# Smooth Drawing Bow



## Dadof8 (Feb 7, 2003)

I'll be 61 in about 3 weeks. I'm currently shooting an old Hoyt Provantage Tracer set at 55 lbs with a 30 inch draw length. 

Last December, I had right shoulder surgery (RH shooter) to shave bone spurs and repair the labrum and right bicep tendon that the surgeon relocated. I've recovered from the surgery. I shot by bow for the first time last weekend. I was a little tentative at first but it went well. No problem pulling the 55 lbs.

I'm thinking about getting a new (or newer) bow. I will probably look for something with at least a 50 lbs pull but I definitely want a smooth drawing bow -- no harsh cams.

What smooth drawing bows are you shooting? What advice do you have?
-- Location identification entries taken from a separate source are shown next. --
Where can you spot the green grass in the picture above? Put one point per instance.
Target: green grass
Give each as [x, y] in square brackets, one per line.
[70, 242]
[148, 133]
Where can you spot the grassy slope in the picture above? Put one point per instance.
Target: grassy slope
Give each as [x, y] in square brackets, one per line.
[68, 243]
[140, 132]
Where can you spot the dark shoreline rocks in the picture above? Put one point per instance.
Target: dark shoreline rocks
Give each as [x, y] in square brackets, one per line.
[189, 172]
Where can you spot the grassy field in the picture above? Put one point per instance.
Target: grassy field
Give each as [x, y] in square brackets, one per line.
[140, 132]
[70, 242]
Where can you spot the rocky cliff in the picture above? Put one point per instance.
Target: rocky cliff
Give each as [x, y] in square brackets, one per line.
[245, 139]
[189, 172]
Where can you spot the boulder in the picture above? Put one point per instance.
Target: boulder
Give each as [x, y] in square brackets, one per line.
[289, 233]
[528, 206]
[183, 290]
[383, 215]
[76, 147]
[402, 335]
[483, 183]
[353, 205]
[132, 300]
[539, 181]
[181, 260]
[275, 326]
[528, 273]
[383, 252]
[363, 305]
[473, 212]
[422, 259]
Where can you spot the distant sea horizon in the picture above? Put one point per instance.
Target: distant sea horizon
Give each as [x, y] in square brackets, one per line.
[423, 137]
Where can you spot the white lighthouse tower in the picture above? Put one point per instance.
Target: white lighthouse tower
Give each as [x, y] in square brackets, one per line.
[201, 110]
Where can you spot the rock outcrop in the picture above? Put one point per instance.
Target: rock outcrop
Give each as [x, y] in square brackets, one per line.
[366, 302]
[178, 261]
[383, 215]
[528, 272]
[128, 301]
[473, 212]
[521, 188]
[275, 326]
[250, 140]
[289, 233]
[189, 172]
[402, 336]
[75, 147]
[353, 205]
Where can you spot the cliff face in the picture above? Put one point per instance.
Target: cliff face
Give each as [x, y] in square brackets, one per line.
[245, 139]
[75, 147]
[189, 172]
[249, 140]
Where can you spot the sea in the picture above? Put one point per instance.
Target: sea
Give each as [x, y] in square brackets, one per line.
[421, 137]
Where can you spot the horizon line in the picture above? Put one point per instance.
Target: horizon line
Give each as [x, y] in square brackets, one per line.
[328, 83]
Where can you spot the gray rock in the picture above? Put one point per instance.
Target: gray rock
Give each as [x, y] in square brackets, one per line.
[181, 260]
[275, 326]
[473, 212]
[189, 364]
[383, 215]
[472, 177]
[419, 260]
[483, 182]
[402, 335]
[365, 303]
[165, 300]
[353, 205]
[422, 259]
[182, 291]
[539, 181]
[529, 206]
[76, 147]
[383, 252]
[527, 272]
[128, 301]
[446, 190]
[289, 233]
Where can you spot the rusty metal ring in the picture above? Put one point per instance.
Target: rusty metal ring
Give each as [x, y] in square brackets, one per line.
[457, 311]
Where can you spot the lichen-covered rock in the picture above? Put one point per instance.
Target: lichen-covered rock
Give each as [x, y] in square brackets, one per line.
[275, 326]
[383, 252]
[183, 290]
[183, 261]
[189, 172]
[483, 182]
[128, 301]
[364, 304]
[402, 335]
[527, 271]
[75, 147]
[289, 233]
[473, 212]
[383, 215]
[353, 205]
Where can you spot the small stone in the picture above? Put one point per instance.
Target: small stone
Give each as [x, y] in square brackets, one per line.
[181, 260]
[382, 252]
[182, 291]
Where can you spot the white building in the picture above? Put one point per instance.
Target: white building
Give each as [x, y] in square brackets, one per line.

This will probably be the last bow I buy so I'm looking into it taking me into my 70's.

Steve


----------



## Bbike (May 24, 2016)

For me and the smoothest pulling bow is my Xpedition Xcursion 6 single cam with 55 lbs, limbs. It is an easy drawing bow and in keeping with the Xpedition tradition it one of , if not the fastest single cams bows available. It is easy to tune and is a very accurate shooter. I also have an Elite Energy 35 that I shoot @58 lbs which is another smooth drawing accurate shooter with a longer 35" ATA. IMO the Xpedition X6 single is lighter in weight , smoother drawing and a tad faster than the E35.


----------



## 1canvas (Mar 29, 2009)

I had some shoulder issues for a few years and my old bow was a 70lb Hoyt Rampage XT and although it’s a great hunting boy it has some harsh cams. A couple of years ago I bought some new 50-60 limbs and kept reducing weight and I still had issues drawing it. I did a bit of research and the PSE Evoke 35 seemed like a good choice. After shooting one I bought one. I started out at 40lbs and I’m now at 50lbs and no issues shooting it. I’m 64 and I didn’t think I would even be bow hunting this year. At 50lbs I am running 245fps with a 420grn arrow, for my broadhead I went with a Magnus Stinger.
The bow draws very smooth and was very easy to shoot, I am very happy with my choice.


----------



## pottergreg (Mar 20, 2015)

Go to an archery shop and try some out. I an in the same boat, 67 and was in a car wreck a year ago, PT for 4 months, now I go to the Y daily, found out my supplemental ins pays for it. I had the Xpedition 7 single cam, but IMO it had a lot of vibration and noise. Before the accident I was shooting a Xpedition Denali (only 3.9 pounds which I found very helpful) so I ordered some 35-45 pound limbs for it and started at 35 with some Easton Hexx .500 spine I found cheap on EBay and put a lot of weight up front. every month I turned it up 3 or 4 pounds and went t0 a lighter field tip. I then got some 55 pound limbs and I am up to maxing then out at 56 pounds. The Denali is faster and pulls easier at 50 than the single cam did at 55 pounds. Lots of ways to go about this. You can go with a faster IBO bow turned down, or a slower IBO bow turned up. A lot depends on your draw length too. A cam is a lot easier to pull at the bottom (short draw) of the cam than when fully rotated. Good luck


----------



## Tom M (Jul 4, 2019)

Another vote for Xpedition, I'm shooting an Xpedition Mountaineer X at 50lbs. Very smooth, very accurate, respectable speed.


----------



## horsehands (Jul 25, 2012)

A Hoyt Helix Ultra is about as smooth as they get in my opinion. Never thought a Hoyt could be so friendly to old shoulders. That's at #60 and 28 inches. Don't know about other draw lengths.


----------



## Johnny1949 (Oct 24, 2016)

At 70 years I like the Bowtech Realm X. Draws and shoots well. I've had rotator cuff injuries and this one works for me.


----------



## pottergreg (Mar 20, 2015)

Johnny1949 said:


> At 70 years I like the Bowtech Realm X. Draws and shoots well. I've had rotator cuff injuries and this one works for me.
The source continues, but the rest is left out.